Facebook has opened the world in ways we never imagined twenty years ago. The concept of easily connecting to your friends and being able to send real time updates about our lives was a stroke of genius. From there, we began to connect to our friends’ friends and associates. For those with specialized interests, the connections grew quickly, as people collaborated on many different fronts. There were the music community’s connections, school connections, special interest connections, causes and fan pages that began to link people from all over the world under common interests. The international connections via Facebook have been so big they’ve sparked revolutions and so intimate that they have forged lasting friendships.
As a collaborative learning tool, the website can become a tremendously helpful community. School friends can update, send messages, create notes and even chat through a project or problem. Links to helpful resources can be listed. Someone in India can post a “how to” video that will help a chemistry student in Iowa. From there, these two strangers can engage in collaborative online learning that will be of benefit to both from, not only an education perspective, but from a friendship perspective.

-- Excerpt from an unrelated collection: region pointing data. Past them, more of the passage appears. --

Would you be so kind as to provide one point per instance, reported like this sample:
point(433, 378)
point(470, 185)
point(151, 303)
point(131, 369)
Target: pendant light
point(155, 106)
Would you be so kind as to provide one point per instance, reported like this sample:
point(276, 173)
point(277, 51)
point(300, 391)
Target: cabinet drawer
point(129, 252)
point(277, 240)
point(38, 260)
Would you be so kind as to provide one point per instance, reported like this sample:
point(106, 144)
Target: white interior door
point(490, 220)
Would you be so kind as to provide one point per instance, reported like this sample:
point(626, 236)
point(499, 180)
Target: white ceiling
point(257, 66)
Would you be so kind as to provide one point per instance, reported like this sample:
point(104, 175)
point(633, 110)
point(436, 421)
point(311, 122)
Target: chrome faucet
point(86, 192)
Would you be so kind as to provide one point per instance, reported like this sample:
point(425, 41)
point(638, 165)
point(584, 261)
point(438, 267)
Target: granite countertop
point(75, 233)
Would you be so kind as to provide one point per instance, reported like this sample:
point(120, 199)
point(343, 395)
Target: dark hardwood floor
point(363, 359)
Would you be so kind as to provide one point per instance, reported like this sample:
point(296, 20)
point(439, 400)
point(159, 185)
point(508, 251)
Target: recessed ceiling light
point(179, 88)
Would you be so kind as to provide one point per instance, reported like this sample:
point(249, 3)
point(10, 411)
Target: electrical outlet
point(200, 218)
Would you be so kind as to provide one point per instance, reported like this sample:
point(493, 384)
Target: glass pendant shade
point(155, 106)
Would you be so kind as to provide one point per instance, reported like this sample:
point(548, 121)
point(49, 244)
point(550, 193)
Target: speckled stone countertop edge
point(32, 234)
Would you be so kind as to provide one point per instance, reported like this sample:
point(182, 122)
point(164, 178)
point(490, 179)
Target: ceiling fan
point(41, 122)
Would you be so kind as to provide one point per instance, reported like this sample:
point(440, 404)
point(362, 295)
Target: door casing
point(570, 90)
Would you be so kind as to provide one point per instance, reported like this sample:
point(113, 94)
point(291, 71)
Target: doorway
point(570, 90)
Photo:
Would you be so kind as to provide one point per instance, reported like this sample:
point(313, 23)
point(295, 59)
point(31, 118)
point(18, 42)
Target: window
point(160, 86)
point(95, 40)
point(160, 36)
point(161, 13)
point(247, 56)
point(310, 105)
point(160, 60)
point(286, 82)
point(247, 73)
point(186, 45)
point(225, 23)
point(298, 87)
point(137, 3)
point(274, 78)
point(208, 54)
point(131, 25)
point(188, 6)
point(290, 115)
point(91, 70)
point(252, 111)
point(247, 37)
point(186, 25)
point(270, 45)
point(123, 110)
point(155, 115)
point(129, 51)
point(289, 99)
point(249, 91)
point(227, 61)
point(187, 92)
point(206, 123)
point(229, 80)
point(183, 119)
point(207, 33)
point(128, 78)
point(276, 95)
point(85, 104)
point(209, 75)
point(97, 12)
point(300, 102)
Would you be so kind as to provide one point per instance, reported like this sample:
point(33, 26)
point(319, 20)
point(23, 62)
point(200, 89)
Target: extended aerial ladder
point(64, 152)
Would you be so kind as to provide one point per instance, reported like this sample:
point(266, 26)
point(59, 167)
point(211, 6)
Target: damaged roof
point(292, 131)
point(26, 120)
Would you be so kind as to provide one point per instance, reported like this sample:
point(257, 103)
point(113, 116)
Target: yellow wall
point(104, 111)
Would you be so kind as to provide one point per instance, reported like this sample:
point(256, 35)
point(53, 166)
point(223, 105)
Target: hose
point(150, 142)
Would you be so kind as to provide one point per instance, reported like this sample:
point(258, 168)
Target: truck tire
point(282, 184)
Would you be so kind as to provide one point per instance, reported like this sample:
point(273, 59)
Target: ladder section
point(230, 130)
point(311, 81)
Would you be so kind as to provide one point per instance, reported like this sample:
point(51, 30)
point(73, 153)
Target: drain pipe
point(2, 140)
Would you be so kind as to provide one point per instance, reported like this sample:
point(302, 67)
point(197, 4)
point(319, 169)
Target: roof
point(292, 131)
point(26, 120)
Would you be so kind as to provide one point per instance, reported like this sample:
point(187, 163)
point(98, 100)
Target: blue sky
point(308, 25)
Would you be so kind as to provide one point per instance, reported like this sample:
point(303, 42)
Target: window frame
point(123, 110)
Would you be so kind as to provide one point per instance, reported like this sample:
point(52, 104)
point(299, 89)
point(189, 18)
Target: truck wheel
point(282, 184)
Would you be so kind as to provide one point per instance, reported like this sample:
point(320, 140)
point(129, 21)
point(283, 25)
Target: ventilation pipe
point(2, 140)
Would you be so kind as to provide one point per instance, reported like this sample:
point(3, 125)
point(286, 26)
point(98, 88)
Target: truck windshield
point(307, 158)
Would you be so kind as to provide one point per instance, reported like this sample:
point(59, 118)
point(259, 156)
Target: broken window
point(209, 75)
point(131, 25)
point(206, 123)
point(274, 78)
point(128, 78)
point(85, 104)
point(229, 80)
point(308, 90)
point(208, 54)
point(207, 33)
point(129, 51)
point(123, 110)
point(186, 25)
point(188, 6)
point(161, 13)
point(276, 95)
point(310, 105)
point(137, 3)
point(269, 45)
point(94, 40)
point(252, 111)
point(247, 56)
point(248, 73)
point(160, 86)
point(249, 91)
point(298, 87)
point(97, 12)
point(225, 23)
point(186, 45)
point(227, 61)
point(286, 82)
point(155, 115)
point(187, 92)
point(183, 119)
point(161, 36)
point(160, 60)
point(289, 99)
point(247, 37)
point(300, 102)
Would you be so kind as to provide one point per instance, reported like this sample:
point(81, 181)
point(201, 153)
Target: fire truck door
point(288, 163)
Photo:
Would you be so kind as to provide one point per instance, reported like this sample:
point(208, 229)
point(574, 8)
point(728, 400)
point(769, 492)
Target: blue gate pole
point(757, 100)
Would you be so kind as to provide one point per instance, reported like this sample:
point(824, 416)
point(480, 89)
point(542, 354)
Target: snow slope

In fact, a student could probably try a shot in the dark with a school problem, by posting a query for help, on their Facebook page and find the solution via other people’s connections. This is an example of how common interests across the globe can form, and become meaningful international connection that can solve big societal problems. Facebook can certainly be vapid, but with the right mix of casual social chatter and meaningful conversation, it is as powerful as the university coffee house where a movement can be sparked over a caffeine buzz and a passionate conversation. The very idea of sharing free information in an online collaborative setting really threatens the whole concept of an establishment, and maybe that’s what the world needs. A quiet, rapid, international revolution via the internet.